Sometimes my mother’s friends were shocked at Nanny Winnie’s more relaxed approach to life—after all, by this time, she was in her late sixties. She lived alone and didn’t have to cook for a crowd except for our occasional family celebrations.

When she went to a potluck, Nanny Winnie took Jell-O (or else baked goods she bought at a store). She often served Jell-O at our family gatherings also. I didn’t mind—I liked Jell-O. In particular, I liked her peach Jell-O with canned sliced peaches in it.

My high-school graduation dinner at Nanny Winnie’s apartment. If you look closely, you can see the dishes of peach Jell-O. Or maybe it was orange.

One time Nanny was invited to go somewhere with a few of my mother’s friends. “I can’t,” she told them. “I have to go home and make my Jell-O.”

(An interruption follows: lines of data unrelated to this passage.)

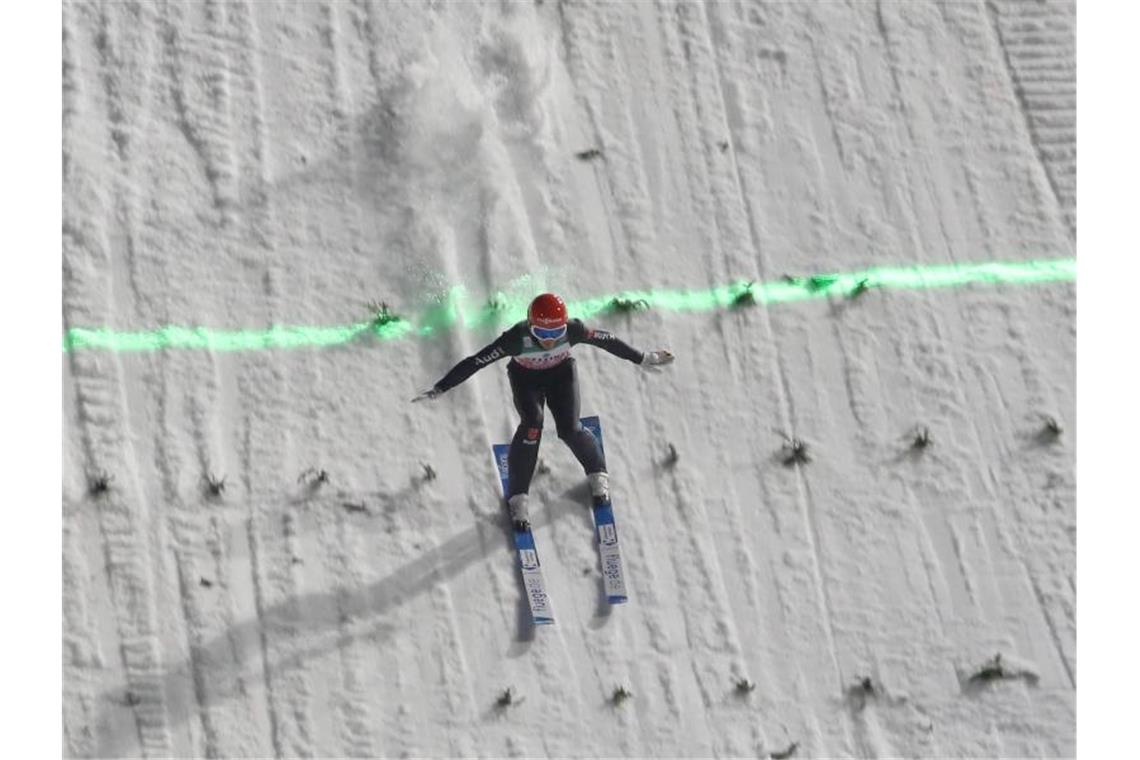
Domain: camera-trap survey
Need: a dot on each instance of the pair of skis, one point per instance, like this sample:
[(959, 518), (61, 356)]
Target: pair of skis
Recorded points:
[(605, 532)]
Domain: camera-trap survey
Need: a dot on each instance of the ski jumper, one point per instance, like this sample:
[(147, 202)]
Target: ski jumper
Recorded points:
[(539, 375)]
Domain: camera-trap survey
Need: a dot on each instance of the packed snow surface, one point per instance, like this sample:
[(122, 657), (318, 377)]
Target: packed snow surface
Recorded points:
[(246, 164)]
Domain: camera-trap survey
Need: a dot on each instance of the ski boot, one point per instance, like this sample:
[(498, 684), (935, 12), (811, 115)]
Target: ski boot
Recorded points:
[(520, 514), (599, 488)]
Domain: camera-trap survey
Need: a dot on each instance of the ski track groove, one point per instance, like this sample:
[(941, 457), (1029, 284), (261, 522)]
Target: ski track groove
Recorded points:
[(308, 382), (930, 176), (100, 400), (1020, 43), (268, 436), (752, 234)]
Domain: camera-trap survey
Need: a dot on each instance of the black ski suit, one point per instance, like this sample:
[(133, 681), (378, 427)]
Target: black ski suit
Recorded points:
[(542, 374)]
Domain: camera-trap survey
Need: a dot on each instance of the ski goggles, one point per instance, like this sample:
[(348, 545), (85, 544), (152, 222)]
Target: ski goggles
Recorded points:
[(547, 333)]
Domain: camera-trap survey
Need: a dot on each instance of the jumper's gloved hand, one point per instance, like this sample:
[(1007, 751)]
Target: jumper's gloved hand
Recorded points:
[(429, 394), (657, 358)]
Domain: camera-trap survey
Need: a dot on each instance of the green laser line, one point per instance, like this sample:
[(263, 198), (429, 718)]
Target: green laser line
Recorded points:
[(452, 310)]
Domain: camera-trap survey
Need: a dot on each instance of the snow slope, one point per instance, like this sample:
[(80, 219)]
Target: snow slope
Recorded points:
[(243, 164)]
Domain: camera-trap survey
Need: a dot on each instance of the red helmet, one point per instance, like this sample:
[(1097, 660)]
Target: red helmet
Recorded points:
[(547, 310)]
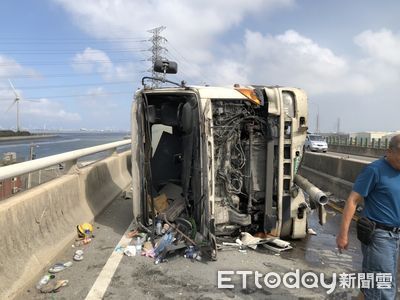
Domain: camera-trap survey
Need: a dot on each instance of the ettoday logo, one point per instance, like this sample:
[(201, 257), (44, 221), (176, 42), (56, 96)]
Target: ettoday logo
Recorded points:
[(308, 280)]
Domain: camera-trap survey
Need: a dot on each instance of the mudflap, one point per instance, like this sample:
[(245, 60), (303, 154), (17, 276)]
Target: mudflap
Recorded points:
[(213, 246)]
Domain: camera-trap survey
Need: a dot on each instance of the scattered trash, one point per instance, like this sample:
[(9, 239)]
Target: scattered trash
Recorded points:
[(58, 267), (192, 253), (119, 249), (311, 231), (148, 249), (277, 245), (85, 230), (78, 256), (138, 245), (132, 233), (81, 242), (159, 227), (44, 280), (248, 240), (161, 203), (165, 228), (53, 286), (160, 250), (130, 251)]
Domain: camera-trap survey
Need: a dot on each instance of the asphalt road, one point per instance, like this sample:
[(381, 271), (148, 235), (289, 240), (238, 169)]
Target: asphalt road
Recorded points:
[(181, 278)]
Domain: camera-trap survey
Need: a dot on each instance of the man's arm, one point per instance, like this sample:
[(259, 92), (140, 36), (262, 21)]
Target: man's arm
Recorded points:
[(342, 239)]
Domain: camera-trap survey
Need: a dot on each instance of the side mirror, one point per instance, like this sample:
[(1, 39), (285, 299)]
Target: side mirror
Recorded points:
[(165, 66)]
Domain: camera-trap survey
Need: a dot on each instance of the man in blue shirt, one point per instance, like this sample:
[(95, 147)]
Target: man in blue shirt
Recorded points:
[(379, 185)]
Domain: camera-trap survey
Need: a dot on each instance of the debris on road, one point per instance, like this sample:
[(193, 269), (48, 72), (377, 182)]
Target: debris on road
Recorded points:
[(58, 267), (44, 280), (311, 231), (53, 286), (78, 256)]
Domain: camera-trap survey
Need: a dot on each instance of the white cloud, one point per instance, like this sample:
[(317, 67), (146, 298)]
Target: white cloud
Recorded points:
[(192, 26), (382, 45), (212, 51), (42, 109), (10, 67), (48, 110), (97, 61)]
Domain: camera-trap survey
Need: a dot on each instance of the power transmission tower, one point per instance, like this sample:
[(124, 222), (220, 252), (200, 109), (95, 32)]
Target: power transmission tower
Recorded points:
[(157, 51)]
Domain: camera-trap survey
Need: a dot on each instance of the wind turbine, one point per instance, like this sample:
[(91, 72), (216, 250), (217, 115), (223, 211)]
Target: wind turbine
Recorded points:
[(16, 101)]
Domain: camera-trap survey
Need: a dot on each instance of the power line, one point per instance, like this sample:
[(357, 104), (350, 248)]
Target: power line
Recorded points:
[(16, 51), (37, 76), (44, 63), (71, 85), (76, 95), (156, 51)]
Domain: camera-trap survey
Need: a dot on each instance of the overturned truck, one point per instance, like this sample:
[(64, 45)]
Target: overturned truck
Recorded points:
[(225, 158)]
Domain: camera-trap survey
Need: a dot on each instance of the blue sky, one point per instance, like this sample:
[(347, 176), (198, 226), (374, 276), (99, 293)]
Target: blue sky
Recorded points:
[(81, 61)]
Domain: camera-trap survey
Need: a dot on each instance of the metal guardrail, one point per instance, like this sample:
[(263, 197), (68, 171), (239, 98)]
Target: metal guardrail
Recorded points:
[(68, 158), (358, 142)]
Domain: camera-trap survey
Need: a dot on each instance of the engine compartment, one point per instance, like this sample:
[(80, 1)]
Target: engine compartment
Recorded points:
[(242, 132)]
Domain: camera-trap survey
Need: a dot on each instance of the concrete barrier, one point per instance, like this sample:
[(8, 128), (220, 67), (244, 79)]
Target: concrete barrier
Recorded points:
[(358, 150), (332, 174), (37, 224)]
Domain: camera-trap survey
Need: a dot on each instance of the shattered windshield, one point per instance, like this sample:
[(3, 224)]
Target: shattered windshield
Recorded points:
[(317, 138)]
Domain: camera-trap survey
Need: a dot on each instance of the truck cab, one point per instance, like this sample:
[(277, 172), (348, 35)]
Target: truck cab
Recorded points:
[(221, 158)]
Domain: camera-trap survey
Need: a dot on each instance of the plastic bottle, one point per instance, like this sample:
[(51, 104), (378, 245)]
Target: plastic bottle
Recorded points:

My mother’s friends were not impressed with her excuse. “How long does it take to make Jell-O?” they asked. Nanny Winnie’s need for an entire afternoon to make Jell-O became a standing joke in this group, as well as in our family.

Granted, making Jell-O is not difficult. It takes advance planning, because it must be allowed to gel. But otherwise, it is simple. Even with canned fruit thrown in.

Still, now that I am almost of the age when Nanny Winnie shifted into her Jell-O days, I can understand. Any cooking that takes advance planning is an incursion on my life and unlikely to have any long-term impact on anyone. I am much more sympathetic to her excuse than I was forty-five years ago.

Nanny Winnie was born 109 years ago today. I think she’d approve of my limited focus on cooking these days. (Actually, I’ve always had a limited focus on cooking.)

How do you feel about Jell-O? And cooking?